In September 2021, off the back of our investigation, Charles’s aides were referred to the police. It posed a crisis for the royals. The last time the Met mounted an investigation under the act, during the “cash for peerages” scandal, Tony Blair, then prime minister, was interviewed by detectives three times. The Queen’s son faced similar scrutiny.
And then something strange happened. That is, nothing much at all.
For six months the Met sat on their hands. Week after week, I contacted the force’s press office to ask for an update, only to be given the same response: detectives were conducting an “initial assessment” of the evidence.

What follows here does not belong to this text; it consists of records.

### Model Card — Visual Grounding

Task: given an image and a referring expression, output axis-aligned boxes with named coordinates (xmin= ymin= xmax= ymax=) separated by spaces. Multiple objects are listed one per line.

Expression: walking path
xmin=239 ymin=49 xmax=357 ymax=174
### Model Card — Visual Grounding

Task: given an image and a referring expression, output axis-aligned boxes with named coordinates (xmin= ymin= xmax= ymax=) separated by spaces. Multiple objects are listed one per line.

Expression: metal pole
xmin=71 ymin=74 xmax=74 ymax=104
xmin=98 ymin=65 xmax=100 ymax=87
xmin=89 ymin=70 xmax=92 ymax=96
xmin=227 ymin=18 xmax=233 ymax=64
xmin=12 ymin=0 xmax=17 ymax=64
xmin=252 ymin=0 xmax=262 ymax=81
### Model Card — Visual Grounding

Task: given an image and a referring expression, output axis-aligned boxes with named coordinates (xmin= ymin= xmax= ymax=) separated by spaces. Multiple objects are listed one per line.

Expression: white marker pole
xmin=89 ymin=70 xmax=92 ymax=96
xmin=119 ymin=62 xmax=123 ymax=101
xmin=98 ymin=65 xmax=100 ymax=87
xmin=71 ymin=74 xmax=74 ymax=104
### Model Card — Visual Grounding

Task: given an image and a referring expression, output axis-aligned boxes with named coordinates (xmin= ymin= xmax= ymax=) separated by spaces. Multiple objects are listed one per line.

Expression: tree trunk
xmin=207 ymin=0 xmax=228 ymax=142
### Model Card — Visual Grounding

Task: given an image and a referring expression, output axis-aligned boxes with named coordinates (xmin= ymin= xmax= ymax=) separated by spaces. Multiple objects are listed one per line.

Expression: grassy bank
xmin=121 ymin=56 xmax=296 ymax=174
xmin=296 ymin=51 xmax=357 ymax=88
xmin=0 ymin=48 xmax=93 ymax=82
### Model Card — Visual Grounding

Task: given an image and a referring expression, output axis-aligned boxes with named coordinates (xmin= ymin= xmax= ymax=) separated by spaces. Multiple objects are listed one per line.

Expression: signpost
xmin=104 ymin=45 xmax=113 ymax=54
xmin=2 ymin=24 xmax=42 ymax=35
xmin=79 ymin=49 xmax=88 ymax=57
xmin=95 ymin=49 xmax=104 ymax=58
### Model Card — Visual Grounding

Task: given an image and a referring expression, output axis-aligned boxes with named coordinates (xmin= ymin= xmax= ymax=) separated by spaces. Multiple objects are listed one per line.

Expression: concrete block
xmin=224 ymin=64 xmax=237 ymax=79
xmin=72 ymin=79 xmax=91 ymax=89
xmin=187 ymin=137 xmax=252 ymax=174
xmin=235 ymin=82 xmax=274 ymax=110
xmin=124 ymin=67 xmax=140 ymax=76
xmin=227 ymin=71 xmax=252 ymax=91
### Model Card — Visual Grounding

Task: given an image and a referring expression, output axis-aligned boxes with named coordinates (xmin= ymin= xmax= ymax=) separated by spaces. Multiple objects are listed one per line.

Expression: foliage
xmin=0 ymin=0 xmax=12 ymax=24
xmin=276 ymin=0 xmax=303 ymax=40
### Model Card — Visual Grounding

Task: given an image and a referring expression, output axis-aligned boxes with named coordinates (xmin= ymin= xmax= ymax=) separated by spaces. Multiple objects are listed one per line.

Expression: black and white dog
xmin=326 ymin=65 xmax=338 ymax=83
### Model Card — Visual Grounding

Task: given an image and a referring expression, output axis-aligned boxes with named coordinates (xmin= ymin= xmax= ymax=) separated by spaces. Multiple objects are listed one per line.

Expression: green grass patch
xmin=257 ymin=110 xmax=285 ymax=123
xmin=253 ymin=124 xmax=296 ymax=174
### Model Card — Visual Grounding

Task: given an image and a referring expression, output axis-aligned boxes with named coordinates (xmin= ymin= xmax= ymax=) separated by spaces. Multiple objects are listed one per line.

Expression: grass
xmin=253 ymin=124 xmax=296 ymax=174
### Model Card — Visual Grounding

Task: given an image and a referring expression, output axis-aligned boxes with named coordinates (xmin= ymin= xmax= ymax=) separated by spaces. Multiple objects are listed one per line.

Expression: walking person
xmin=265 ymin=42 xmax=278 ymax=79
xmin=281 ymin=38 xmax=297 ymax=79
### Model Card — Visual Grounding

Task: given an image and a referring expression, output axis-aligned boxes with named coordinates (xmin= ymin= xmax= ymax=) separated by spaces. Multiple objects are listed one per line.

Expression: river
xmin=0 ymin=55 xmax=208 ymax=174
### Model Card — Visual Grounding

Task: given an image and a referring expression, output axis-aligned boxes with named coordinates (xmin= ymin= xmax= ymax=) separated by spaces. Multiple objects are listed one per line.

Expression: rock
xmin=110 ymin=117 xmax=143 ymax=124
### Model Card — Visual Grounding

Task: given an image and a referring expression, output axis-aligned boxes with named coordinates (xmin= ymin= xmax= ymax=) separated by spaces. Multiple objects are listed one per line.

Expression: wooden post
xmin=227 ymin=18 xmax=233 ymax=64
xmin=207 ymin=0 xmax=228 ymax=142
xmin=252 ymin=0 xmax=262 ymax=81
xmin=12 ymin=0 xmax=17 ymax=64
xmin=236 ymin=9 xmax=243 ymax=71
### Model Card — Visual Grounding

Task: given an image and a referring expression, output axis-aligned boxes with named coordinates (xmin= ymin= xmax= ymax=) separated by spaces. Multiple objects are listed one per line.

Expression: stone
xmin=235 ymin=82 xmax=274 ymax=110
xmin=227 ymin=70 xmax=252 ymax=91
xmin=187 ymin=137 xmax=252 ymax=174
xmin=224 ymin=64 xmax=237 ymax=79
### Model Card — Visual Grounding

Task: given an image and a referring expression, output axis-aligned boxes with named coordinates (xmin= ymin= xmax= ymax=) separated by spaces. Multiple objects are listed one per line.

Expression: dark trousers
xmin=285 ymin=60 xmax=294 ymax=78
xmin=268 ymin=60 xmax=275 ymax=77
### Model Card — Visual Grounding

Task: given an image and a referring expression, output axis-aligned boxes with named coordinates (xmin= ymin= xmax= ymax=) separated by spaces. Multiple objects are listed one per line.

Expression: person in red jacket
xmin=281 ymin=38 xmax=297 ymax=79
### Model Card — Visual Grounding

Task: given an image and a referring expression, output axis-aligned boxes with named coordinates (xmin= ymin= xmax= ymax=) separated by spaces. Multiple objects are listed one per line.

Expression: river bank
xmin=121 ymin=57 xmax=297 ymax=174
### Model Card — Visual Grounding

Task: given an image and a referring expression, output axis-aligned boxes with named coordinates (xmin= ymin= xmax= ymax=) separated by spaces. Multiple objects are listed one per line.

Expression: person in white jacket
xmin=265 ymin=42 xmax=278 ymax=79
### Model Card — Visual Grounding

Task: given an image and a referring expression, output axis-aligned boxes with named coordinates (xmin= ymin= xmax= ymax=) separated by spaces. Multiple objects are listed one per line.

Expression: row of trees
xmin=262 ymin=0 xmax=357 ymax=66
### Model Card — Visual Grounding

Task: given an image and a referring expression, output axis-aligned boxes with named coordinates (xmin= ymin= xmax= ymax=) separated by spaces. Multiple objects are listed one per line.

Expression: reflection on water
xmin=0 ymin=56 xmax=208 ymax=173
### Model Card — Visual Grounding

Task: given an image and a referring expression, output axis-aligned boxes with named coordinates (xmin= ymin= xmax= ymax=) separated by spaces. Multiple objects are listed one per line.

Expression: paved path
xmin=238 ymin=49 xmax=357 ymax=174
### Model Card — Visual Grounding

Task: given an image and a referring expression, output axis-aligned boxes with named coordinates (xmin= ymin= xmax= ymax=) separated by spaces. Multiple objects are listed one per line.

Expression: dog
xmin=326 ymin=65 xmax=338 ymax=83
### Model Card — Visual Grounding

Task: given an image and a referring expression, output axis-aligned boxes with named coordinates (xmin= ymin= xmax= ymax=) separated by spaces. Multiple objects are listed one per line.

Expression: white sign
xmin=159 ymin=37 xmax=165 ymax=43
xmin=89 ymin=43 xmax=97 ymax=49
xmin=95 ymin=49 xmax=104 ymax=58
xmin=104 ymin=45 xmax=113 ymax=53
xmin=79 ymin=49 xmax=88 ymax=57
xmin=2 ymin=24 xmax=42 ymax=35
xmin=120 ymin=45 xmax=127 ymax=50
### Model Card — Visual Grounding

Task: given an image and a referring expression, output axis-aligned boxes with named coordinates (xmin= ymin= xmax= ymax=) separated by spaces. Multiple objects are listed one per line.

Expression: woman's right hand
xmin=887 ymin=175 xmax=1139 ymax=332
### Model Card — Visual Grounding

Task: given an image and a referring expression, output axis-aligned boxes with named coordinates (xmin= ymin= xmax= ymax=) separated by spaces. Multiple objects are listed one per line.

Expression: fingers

Meanwhile, Fawcett quit, the Prince’s Foundation chairman quit, the charity’s deputy executive director quit and two regulators launched investigations. Charles says he was not aware of any “cash for honours” deal. Fawcett has not publicly commented.
Last February the Met finally launched an investigation. But they have not spoken to the man at the heart of the scandal: Mahfouz. Or to Charles. All they have said is that they have asked the Crown Prosecution Service (CPS) for “early investigative advice”.
Last week the police told me they were still “awaiting receipt” of that advice, almost six months later. But I checked with the CPS, which said it wasn’t true and that its lawyers had been in dialogue with detectives. Besides, it would never give advice as a one-off dossier — that’s not how it works, said a person familiar with the process.
To try to get to the bottom of what is going on, I have filed various freedom of information requests. Those on the receiving end of FOI requests are legally required to respond in 20 days. The Met did not respond at all. Instead, after I wrote again to ask for an update, they said they were launching an “internal review” of how they handled the first request. There is no deadline for the results of this review.
As The Sunday Times’s Whitehall editor, I normally focus on politics rather than royalty. My question is whether those at the apex of society — Charles’s advisers among them — are subject to the law. Or do the police quietly lay off the establishment, hoping we won’t notice?